Anastasiadis Filippos, Antoniadis Dimitrios, Chountis Dimitrios, Mantas Ioannis, Lekakis Ioannis, Elisaf Moses, Karvounis Charalampos, Manolis Athanasios, Hahalis Georgios, Kogias Ioannis, Tourtoglou Theodora, Gourlis Dimitrios, Tsounis Dimitrios
Cardiologist, Pireaus, Attica, Greece.
Cardiologist, Chrysoupoli, East Macedonia and Thrace, Greece.
Hellenic J Cardiol. 2023 Jul-Aug;72:24-33. doi: 10.1016/j.hjc.2023.01.007. Epub 2023 Feb 4.

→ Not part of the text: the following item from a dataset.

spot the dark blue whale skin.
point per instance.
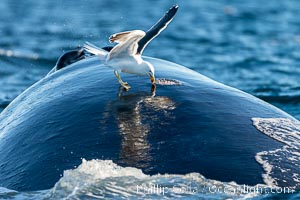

In light of the scarcity of evidence, TIGREECE evaluated the clinical management and long-term outcomes of patients at high risk for an atherothrombotic event who have suffered a myocardial infarction (MI), managed by cardiologists/internists in routine hospital and private office settings in Greece.
TIGREECE, a multicenter, 3-year prospective cohort study, enrolled patients ≥50 years old, with a history of MI 1-3 years before enrollment and with at least one of the following risk factors: age ≥65 years, diabetes mellitus requiring medication, second prior MI, multivessel coronary artery disease, and creatinine clearance 15-60 mL/min. The primary outcome was a composite of MI, unstable angina with urgent revascularization, stroke, or all-cause death.
Between 5 June 2014 and 25 July 2015, 305 eligible consented patients (median age: 67.3 years; 81.3% males; 14.8% active smokers; 80.7% overweight/obese) were enrolled; 52.5% had ≥2 qualifying risk factors. The median time from the index MI [ST-segment elevation myocardial infarction (STEMI) in 51.1%, non-STEMI in 33.1%] to enrollment was 1.7 years. Of the patients, 65.9% had been discharged on dual antiplatelet therapy. At enrollment, 94.4% were receiving antiplatelets: 60.0% single [acetylsalicylic acid (ASA): 43.3%; clopidogrel: 15.7%] and 34.4% dual (ASA + clopidogrel: 31.8%) therapy. The Kaplan-Meier estimated 3-year primary composite event rate was 9.3% [95% confidence interval (CI): 6.4-13.0), and the ischemic composite event rate was 6.7% (95% CI: 4.2-9.9).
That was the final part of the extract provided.